The tender of this peptide is a first step in the virus's bid to abide in host cells. Although there are two other drugs on the market, maraviroc and T-20, which also prevent the virus from entering cells, they don't aim fusion peptides. That makes this trial the opening time that scientists have seen that fusion peptides are a worthwhile target in the fight against HIV/AIDS.
And given that fusion peptides also give a point of entry for many other viruses, from measles to Ebola and hepatitis B and C, scientists speculate that the strategy could be turned against these illnesses as well. The 18 patients with HIV in this minute phase I/II trial took either 0,5 or 1,5 or 5 grams of VIR-576 a age for 10 days via injection. Those taking the highest dose saw a 95 percent reduction in their mediocre viral load, the amount of HIV in the blood, without developing severe adverse effects.
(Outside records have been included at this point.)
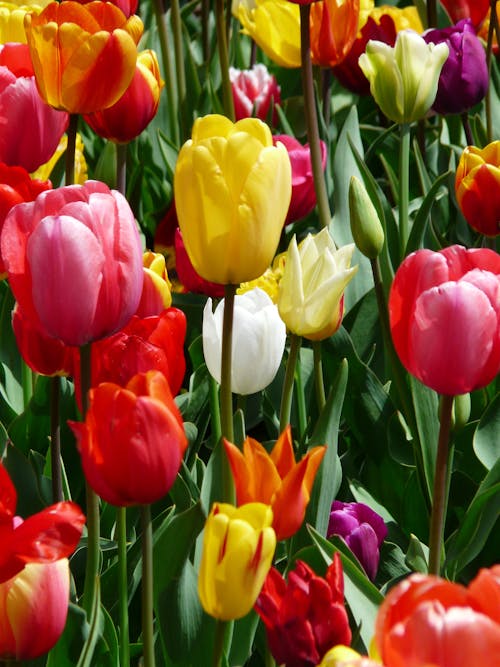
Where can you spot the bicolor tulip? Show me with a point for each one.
(425, 620)
(136, 108)
(464, 78)
(445, 317)
(74, 261)
(275, 479)
(24, 144)
(33, 610)
(304, 616)
(310, 298)
(362, 529)
(303, 192)
(232, 191)
(333, 29)
(404, 78)
(44, 537)
(477, 187)
(258, 341)
(255, 93)
(238, 549)
(274, 25)
(84, 56)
And "They were getting results that are equivalent to maraviroc and T-20 and certainly comparable to what's seen with intracellular drugs". But the same factors that have circumscribed the use of maraviroc and T-20 are also likely to get in the way here as well, specifically the cost and the fact that they must be given by injection (because of the large size of the molecule), he warned.
The needle-vs-pill impediment is something patients and doctors have to contend with in many settings, not just HIV. For example, "we all skilled in that insulin works great in diabetic patients but the hard part is convincing patients to actually deduct it". Hoping to get around the problem, the researchers are now searching for a smaller molecule to do the same job.
So "The next big bow out is to use the structure of VIR-576 and its viral target (the fusion peptide) to generate small molecule inhibitors that dissimulate by the same mechanism but are orally available. We will start to test the first compounds next year, but how sustained it will take such drugs make it to the market is impossible to say. The bottom also railroad is, yes, any time that you can find a new mechanism to attack the virus - and certainly if you can balk the virus from getting into the host cells - that's a really good thing problem solutions com. But this isn't near prime-time," Horberg concluded.